When my father coached Cornell wrestling from 1949 to 1975, he would never have allowed these antics that occurred just a couple years ago …
After pinning his opponent, the Cornell superstar and future NCAA record-breaker ran around the mat beating his chest and waving his arms, all to get the Ithaca, NY hometown crowd to cheer louder for him.
Trust me, Coach Jimmy did some grave-turning that afternoon.
I watched a keynote speaker share a humorous anecdote that informed his audience he was earning royalties from a Disney TV ad he’d made. It was a cute story. Moments later, though, I noticed an audience member walk out. Following him, I asked if he was leaving and, if so, how come? He responded, “Sure am. I don’t need to waste my time hearing how much money the guy is making.”
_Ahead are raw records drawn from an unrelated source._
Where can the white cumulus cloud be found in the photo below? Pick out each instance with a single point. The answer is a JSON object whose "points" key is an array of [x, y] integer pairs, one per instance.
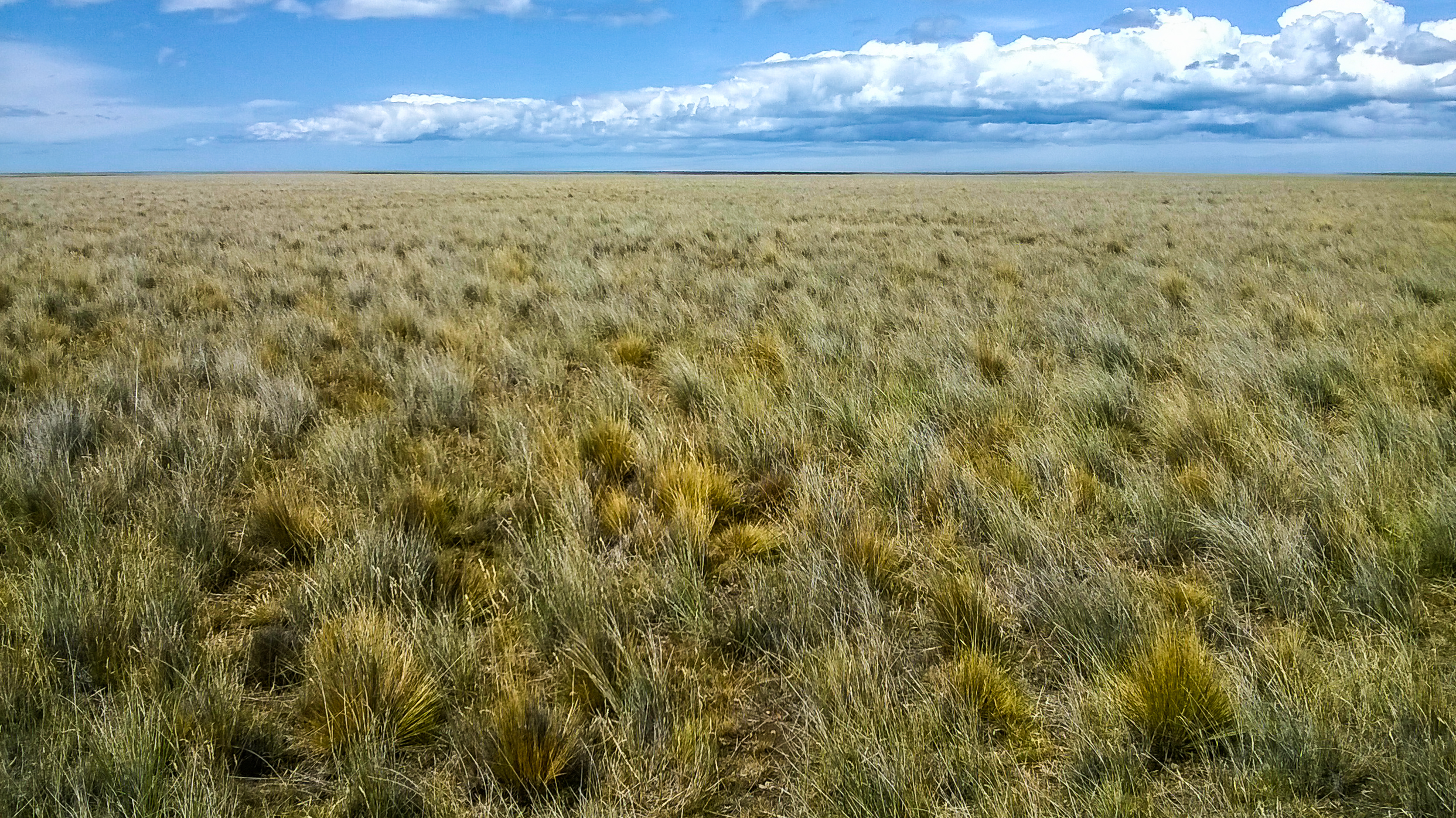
{"points": [[1335, 67]]}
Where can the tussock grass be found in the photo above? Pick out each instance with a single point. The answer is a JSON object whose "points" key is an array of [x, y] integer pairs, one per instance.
{"points": [[286, 523], [1174, 696], [411, 495], [529, 750], [366, 684]]}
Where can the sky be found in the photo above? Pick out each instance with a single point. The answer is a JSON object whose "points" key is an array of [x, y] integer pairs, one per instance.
{"points": [[727, 85]]}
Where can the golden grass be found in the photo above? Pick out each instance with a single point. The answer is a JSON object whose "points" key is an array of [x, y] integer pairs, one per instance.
{"points": [[364, 683], [1050, 495]]}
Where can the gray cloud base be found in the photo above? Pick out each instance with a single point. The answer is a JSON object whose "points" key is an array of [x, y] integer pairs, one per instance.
{"points": [[1337, 67]]}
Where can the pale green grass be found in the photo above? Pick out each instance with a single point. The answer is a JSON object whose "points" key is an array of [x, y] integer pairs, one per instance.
{"points": [[615, 495]]}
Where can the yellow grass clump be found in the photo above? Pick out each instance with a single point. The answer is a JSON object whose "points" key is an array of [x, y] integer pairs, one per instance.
{"points": [[364, 683]]}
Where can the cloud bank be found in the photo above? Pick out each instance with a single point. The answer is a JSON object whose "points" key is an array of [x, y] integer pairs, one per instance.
{"points": [[1335, 69], [49, 97]]}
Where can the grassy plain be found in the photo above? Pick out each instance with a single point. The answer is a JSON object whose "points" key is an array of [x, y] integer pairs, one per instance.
{"points": [[466, 495]]}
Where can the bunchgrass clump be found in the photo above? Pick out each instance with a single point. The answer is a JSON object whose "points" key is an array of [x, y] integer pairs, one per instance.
{"points": [[979, 686], [530, 750], [963, 616], [286, 523], [364, 683], [793, 495], [606, 444], [1174, 696]]}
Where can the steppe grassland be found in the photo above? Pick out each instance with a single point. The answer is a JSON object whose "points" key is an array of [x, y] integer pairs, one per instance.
{"points": [[411, 495]]}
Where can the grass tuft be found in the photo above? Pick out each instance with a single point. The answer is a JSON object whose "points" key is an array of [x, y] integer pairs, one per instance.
{"points": [[366, 684], [1174, 698], [982, 687], [606, 444], [964, 618], [532, 751], [634, 350], [286, 522]]}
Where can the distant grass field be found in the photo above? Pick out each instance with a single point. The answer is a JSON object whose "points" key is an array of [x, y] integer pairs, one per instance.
{"points": [[845, 497]]}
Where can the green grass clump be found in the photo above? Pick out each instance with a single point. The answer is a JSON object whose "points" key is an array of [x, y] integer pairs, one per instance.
{"points": [[1174, 696], [366, 683], [608, 446], [980, 686], [810, 495]]}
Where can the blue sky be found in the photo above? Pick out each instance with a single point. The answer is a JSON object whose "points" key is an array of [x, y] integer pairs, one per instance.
{"points": [[733, 85]]}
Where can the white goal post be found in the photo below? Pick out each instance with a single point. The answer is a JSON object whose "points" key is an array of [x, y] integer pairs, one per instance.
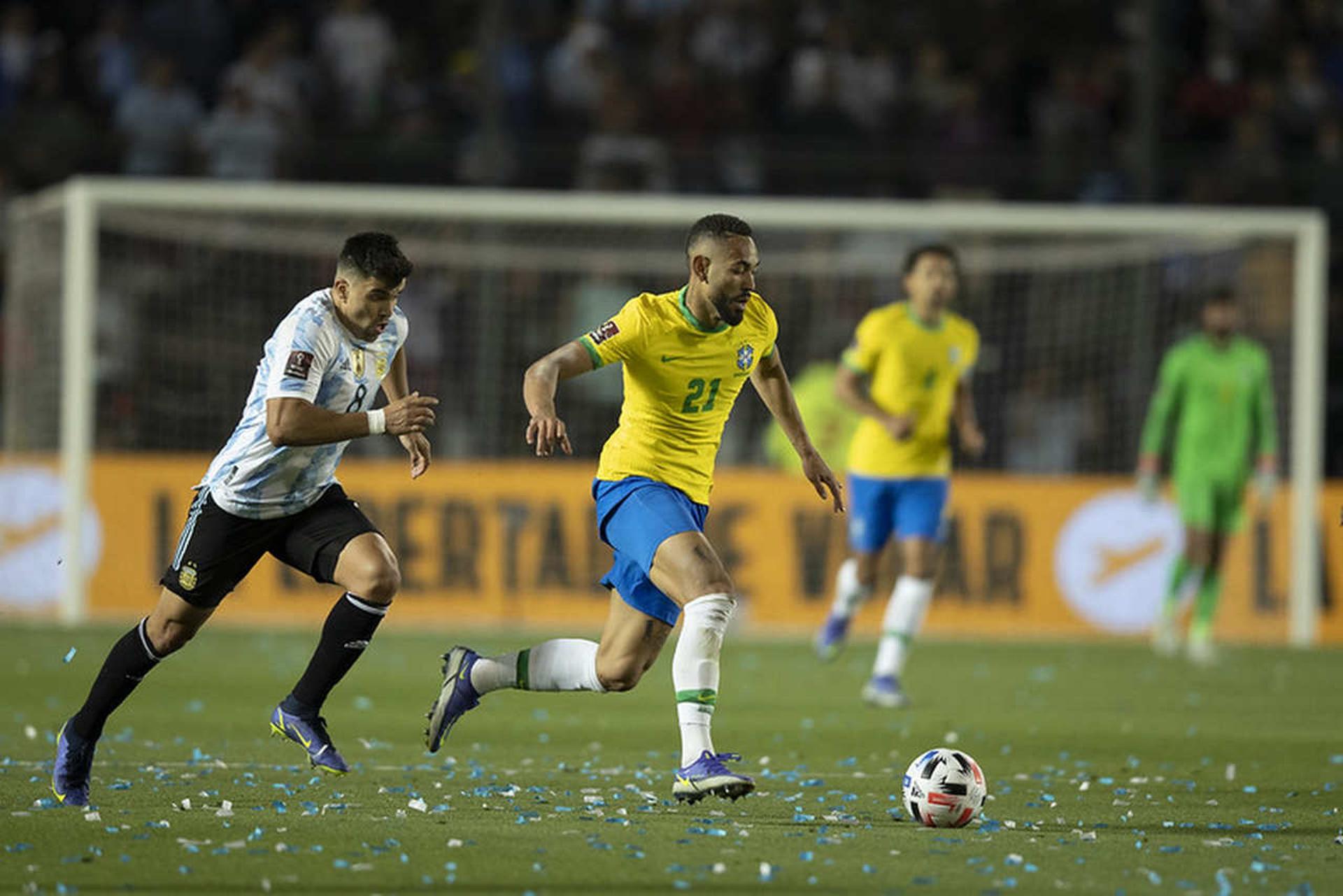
{"points": [[81, 202]]}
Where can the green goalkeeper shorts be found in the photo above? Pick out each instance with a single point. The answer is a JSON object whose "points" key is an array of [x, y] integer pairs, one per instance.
{"points": [[1210, 504]]}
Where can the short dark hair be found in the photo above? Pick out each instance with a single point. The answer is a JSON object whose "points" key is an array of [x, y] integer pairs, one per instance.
{"points": [[378, 255], [716, 227], [931, 249]]}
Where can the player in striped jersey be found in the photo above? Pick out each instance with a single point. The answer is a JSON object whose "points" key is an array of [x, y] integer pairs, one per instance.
{"points": [[273, 490]]}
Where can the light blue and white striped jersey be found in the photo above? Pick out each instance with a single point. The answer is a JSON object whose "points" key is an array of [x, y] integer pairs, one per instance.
{"points": [[311, 356]]}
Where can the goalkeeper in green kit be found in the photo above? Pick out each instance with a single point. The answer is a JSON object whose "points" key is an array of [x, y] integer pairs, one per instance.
{"points": [[1214, 402]]}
I bet the presenter had no idea he was turning someone off—but that’s the whole point:
Knowing and respecting the line between sharing our excitement/enthusiasm and demonstrating arrogance/haughtiness is challenging.
Which makes me think that practicing humility is a lifelong learning process. If that’s the case, let’s do some learning right now around the powerful principle of HUMILITY.
Five Truths of Humility:
- Humility requires discipline and conscious effort.
- Humility springs from choosing to feel blessed and thankful.
- Humility is demonstrated in our words and actions.
- Humility is a learned skill.
- Humility is a magnet that draws people to us.
In “Outstanding!” we wrote, “Humility is the foundation of leadership.” I still believe it to this day. I know my dad would, too.
In what way do you struggle with the “Humble vs. Haughty” dilemma?
Which of the 5 truths means the most to you and why?
What words/actions can you suggest to show a humble spirit to others?